12. Juli 2010, 20.20 Uhr

Jetzt bin ich vierundzwanzig Stunden in Elbing (Elbląg). Mein erster Eindruck gestern Abend war nicht besonders freundlich. Aber Elbing (Elbląg) macht es einem auch nicht leicht.

Mein zweiter Eindruck: Elbing (Elbląg) ist wahrlich keine schöne Stadt, aber sie hat Charme. Die Innenstadt wurde im Zweiten Weltkrieg bis auf sechs (!!) Gebäude von der Roten Armee komplett zerstört. Ich weiß nicht, in welchem Zustand der Dom den Krieg überstanden hat, er ist nun zumindest äußerlich in guter Verfassung. Um den Dom wurden beziehungsweise werden neue Gebäude errichtet, die im Stil, in den Proportionen und den Abmessungen den Gebäuden entsprechen, die hier wohl vor dem Zweiten Weltkrieg standen. Also diese typische norddeutsche Hansearchitektur, die man aus Lübeck oder Danzig (Gdańsk) kennt.

Das sind keine originalgetreuen Nachbauten der alten Bausubstanz, eher ein klein bisschen Disney World, was ich aber in Ordnung finde. Ich muss mal noch herausbekommen, was an den Stellen vor etwa zehn Jahren stand, wo heute gebaut wird. Ob da Nachkriegsbauten abgerissen wurden?

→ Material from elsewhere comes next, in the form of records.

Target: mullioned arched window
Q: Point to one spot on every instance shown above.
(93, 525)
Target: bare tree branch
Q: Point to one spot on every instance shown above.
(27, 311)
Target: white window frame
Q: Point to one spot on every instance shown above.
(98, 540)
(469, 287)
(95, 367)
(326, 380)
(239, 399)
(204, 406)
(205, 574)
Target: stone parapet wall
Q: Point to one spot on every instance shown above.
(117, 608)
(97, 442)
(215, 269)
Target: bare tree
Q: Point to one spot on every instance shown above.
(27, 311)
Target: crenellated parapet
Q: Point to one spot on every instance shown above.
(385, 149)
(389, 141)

Oder ob da in den letzten sechzig Jahren einfach nichts war?

Auf dem Rückweg vom Freibad bin ich durch eine ganz hübsche Villengegend gefahren. Die endet aber ziemlich jäh an einer »sozialistischen« Straße.

Es schaut so aus, als seien sich die Elbinger ihrer architektonischen Geschichte und Schönheit bewusst und als würden sie diese nun zu bewahren oder zu pflegen beginnen.

Die Innenstadt rund um den Dom sieht noch etwas traurig aus, aber ich schätze, dass die Stadt in fünf Jahren einen ganz ansehnlichen Innenstadtkern wiedererhalten könnte.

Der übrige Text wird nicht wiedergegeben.